The operation at Gomoa Pomadze led to the arrest of two suspects—Paul Okafor and Duru Favour – also Nigerians.
They were detained to assist the police in the investigation.
A statement from the Central Region Police Command read: “On July 12, 2020, upon information received from an informant, the Winneba District Police Commander dispatched a Police Patrol team to Gomoa Pomadze where they met 3 Ghanaians in the company of Charles Ikorohk, aged 21, a Nigerian. Charles Ikorohk told the team that he arrived into the country from Nigeria to visit a friend but couldn’t trace him “and got stranded.”
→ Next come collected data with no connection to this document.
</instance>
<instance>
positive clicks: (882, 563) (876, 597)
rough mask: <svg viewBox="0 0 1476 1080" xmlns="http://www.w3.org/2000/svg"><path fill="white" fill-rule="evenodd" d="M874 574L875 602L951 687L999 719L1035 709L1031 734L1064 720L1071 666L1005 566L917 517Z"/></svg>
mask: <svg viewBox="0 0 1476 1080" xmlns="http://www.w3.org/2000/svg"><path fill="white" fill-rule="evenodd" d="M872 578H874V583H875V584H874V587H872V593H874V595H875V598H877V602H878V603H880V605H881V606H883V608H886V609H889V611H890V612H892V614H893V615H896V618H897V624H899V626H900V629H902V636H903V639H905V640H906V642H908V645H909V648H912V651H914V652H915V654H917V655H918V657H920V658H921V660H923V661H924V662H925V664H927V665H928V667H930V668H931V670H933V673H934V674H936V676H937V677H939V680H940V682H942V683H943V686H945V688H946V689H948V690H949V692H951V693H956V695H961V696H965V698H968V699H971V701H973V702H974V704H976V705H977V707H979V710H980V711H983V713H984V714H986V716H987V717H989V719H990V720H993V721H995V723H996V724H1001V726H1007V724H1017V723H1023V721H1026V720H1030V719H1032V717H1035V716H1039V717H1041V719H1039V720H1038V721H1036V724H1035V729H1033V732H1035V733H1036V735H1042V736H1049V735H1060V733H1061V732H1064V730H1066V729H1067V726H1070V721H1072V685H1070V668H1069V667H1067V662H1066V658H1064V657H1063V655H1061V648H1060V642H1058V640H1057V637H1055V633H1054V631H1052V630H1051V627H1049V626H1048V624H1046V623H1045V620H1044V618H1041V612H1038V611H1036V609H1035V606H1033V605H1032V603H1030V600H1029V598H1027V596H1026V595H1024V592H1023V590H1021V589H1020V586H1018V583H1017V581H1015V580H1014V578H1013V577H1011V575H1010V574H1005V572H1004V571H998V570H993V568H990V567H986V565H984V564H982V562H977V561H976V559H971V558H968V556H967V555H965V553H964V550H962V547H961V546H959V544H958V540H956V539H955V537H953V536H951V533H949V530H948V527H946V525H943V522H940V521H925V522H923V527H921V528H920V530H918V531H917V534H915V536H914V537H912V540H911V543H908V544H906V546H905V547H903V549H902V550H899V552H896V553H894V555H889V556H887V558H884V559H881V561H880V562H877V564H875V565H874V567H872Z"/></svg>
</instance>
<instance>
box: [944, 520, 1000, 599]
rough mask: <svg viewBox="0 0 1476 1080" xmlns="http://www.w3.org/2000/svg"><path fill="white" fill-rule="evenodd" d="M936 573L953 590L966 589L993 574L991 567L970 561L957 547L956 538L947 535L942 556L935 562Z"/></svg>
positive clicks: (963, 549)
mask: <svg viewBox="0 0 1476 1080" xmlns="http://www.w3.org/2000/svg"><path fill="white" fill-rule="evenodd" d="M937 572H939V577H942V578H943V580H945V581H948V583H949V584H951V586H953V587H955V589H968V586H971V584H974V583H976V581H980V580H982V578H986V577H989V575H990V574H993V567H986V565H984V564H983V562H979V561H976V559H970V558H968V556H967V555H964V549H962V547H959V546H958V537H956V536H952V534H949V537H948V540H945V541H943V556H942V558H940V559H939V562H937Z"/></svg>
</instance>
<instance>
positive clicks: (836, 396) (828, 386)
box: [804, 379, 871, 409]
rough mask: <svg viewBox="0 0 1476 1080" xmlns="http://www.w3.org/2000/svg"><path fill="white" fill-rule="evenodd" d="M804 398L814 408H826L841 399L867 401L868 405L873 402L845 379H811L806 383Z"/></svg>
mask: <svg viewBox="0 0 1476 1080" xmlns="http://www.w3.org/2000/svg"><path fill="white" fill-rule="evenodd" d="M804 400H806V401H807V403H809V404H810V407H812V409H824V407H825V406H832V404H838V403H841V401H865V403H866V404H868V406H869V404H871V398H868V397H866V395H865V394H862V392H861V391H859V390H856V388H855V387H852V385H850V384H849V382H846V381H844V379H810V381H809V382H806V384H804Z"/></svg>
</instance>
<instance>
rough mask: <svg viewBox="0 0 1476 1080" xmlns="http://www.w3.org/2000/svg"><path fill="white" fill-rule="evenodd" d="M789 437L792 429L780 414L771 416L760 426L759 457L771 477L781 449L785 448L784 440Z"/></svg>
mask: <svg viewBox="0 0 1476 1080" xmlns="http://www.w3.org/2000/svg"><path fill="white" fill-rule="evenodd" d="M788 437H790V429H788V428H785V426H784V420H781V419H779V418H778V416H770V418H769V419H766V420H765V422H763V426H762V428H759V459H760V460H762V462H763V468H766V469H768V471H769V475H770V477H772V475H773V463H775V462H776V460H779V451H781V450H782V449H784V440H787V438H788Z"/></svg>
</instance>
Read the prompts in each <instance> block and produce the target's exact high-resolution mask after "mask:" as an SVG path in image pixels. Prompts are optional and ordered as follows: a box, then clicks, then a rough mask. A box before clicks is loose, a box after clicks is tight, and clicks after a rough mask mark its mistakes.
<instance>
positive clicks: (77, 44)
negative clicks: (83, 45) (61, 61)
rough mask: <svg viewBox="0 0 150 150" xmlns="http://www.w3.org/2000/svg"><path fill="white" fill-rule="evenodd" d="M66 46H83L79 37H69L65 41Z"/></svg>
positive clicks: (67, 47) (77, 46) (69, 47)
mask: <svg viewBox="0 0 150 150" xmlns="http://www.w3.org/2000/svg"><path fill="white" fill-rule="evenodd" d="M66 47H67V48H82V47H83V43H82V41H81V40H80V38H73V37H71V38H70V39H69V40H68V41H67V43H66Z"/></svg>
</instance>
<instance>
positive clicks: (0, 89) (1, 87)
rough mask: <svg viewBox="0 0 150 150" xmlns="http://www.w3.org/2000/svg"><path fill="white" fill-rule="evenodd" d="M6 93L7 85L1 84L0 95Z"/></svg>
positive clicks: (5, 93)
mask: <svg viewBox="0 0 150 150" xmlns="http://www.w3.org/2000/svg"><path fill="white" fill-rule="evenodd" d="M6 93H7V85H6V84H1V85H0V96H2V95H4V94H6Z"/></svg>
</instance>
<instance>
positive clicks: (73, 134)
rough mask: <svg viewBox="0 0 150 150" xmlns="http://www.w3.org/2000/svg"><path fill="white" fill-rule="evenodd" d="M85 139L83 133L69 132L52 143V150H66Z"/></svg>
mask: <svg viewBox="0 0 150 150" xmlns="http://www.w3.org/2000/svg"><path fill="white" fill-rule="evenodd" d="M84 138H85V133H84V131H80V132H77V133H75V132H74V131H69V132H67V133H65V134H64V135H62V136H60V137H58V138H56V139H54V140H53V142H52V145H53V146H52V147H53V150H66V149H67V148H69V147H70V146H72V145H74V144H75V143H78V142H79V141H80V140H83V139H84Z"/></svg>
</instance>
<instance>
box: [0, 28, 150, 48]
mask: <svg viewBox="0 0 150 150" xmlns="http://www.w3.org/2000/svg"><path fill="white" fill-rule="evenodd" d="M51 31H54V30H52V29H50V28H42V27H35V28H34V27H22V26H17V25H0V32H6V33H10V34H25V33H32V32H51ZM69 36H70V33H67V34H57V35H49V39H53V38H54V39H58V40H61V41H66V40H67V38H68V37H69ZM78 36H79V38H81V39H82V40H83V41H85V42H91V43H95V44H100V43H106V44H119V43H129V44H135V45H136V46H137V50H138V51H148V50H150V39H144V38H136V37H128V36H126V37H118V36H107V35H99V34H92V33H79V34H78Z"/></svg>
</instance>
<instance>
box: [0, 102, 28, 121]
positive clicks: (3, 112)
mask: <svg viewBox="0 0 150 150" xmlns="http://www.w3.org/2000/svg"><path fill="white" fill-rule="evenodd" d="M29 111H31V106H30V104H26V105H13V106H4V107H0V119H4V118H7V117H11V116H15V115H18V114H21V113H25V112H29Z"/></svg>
DSP Irene Oppong, the Central Regional Police Spokesperson, said Charles Ikorohk told the team that he met one Uzo at the Kwame Nkrumah interchange area.
He said he later introduced him to Arisuezo, another Nigerian who transported him to Winneba and kept him in a walled house together with other young Nigerians who were locked up in a room.
They were prevented from leaving the compound and subjected to other inhuman treatment as well as engaging in cybercrime.
DSP Irene Oppong indicated that the victims were brought in by their masters from Nigeria to engage in cybercrimes and were given targets to reach but were abused if they failed to meet their goal.
She added that one of the suspects, Michael Arisuezo, is on the run. She called on the general public to provide information that could lead to his arrest.
The Regional Police Command explained that 36 laptops were also retrieved from the house while the owner of the house where the Nigerians were kept is on police enquiry bail.
The 39 victims have been handed over to the Central Regional Anti Human Trafficking Unit and are currently kept at a shelter centre.
The Command calls on the general public to provide information that could aid the arrest of Michael Arisuezo, the main suspect in the case.
“We are calling on the general public to provide information leading to the arrest of Michael Arisuezo,” DSP Irene Oppong told Accra-based Citi FM.
More than 40 million people worldwide are victims of human trafficking, according to the United Nations’ International Labour Organisation (ILO), 75 per cent of whom are female.